The company later expanded beyond shaving into broader grooming and personal care. As of 2026, Bevel’s official site features product categories across shaving, hair and beard care, body and skin care, grooming tools, kits, and regimens, illustrating how the brand grew from a razor solution into a complete personal-care platform.
The P&G Deal That Changed Everything
A key moment for the business occurred in December 2018, when Procter & Gamble acquired Walker & Company. While the financial details were not disclosed, TechCrunch noted that Walker & Company had raised over $33.3 million from investors, including Andreessen Horowitz, Google Ventures, and others.
P&G stated that the acquisition would help it “better serve consumers of color,” while Walker said the deal provided the company with access to P&G’s technology, capabilities, and scale.
The deal represented more than just an exit. It signaled a cultural shift. Walker & Company became a fully owned subsidiary of P&G, with Walker remaining CEO at that time and the team relocating to Atlanta. TechCrunch reported that the team had 15 members at the time of the acquisition.
For Walker, choosing Atlanta was not merely a decision about headquarters. It was a statement about being close to culture and community. He told Fast Company, “This is not about me,” describing the move as one made for the company and the people it served.
Why the Brand Still Matters in 2026
Walker & Company’s story remains significant because it demonstrated how inclusion can serve as a business strategy rather than just a slogan. The company didn’t ask the beauty and grooming industry for permission to properly serve Black consumers. It built proof of concept, earned community support, entered major retail, secured venture capital, and eventually joined one of the biggest consumer goods companies in the world.

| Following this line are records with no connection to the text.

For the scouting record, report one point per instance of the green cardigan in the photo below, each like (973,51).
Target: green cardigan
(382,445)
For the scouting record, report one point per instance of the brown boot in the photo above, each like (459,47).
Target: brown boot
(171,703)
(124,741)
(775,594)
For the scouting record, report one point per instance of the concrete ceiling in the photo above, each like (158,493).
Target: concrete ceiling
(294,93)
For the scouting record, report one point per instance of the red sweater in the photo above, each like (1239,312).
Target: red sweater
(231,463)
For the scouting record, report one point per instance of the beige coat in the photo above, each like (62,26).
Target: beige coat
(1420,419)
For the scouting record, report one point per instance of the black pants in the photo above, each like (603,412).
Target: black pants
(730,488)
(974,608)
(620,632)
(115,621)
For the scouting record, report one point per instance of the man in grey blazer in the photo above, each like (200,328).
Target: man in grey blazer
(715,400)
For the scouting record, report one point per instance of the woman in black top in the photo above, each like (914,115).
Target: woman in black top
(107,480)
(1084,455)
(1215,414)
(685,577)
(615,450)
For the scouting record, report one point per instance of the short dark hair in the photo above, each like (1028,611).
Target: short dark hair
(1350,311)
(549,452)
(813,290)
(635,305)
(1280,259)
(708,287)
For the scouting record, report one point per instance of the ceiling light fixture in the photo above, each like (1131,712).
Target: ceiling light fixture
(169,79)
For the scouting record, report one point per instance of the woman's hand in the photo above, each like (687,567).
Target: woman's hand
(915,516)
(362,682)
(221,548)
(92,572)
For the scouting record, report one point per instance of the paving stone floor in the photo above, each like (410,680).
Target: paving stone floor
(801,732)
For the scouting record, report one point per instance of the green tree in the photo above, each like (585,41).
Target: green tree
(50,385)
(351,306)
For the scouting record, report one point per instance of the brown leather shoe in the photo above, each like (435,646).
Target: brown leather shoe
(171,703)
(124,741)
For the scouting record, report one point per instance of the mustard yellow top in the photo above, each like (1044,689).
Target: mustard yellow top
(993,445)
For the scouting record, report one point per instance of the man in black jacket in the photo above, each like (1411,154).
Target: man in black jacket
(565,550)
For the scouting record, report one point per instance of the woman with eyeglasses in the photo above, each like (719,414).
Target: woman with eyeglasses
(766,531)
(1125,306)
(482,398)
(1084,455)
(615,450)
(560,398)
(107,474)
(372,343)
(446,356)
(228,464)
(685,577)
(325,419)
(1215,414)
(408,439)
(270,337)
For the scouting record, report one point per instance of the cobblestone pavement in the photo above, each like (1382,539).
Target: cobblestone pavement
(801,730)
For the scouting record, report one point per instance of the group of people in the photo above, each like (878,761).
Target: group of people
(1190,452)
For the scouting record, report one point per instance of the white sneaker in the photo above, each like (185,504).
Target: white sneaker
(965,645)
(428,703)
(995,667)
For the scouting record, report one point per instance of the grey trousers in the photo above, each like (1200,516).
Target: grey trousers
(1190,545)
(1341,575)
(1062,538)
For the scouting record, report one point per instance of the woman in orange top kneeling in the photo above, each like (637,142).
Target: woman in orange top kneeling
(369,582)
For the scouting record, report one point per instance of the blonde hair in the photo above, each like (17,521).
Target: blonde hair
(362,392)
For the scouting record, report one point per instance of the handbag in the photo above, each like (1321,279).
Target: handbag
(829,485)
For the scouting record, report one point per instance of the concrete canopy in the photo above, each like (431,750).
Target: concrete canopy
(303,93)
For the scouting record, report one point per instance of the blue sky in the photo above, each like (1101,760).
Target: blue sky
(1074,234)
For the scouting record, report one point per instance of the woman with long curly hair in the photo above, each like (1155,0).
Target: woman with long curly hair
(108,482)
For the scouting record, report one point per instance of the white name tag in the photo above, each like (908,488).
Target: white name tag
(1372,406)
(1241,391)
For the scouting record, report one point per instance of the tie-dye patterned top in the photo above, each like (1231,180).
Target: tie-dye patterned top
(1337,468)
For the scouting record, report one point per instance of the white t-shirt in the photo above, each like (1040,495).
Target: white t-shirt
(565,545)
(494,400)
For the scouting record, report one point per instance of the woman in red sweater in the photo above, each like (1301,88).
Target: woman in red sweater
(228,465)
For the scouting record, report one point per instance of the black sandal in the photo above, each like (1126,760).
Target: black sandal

Walker’s career has also evolved beyond the company. As of 2026, he serves on the board of Shake Shack, founded Heirloom Management Co., and is well-known for his work in brand strategy, consumer culture, and entrepreneurship. Shake Shack also notes that he served on Foot Locker’s board from 2020 to 2025 and founded CODE2040, a program connecting Black and Latino technical talent with opportunities in Silicon Valley.
A Model for Future Founders
The lesson from Walker & Company is not simply that small markets can grow into large ones. It’s that many so-called “niche” consumers were never actually niche; they were underserved.
Walker knew that Black consumers did not need brands to “include” them later. They needed brands designed with them in mind from the very start, during the first product sketch, the first package design, the first customer email, and the first retail pitch.
That is why Walker & Company stands as a landmark case in modern consumer entrepreneurship. It showed that deeply respecting culture can become strategy. It demonstrated that personal frustration can lead to product innovation. And it proved that a founder from Queens could take a problem from the bathroom mirror to major retail shelves and into Procter & Gamble’s portfolio.
Tristan Walker built more than just a grooming company. He created a reminder that the future of consumer brands belongs to founders who know exactly who they are serving and why those customers deserve better.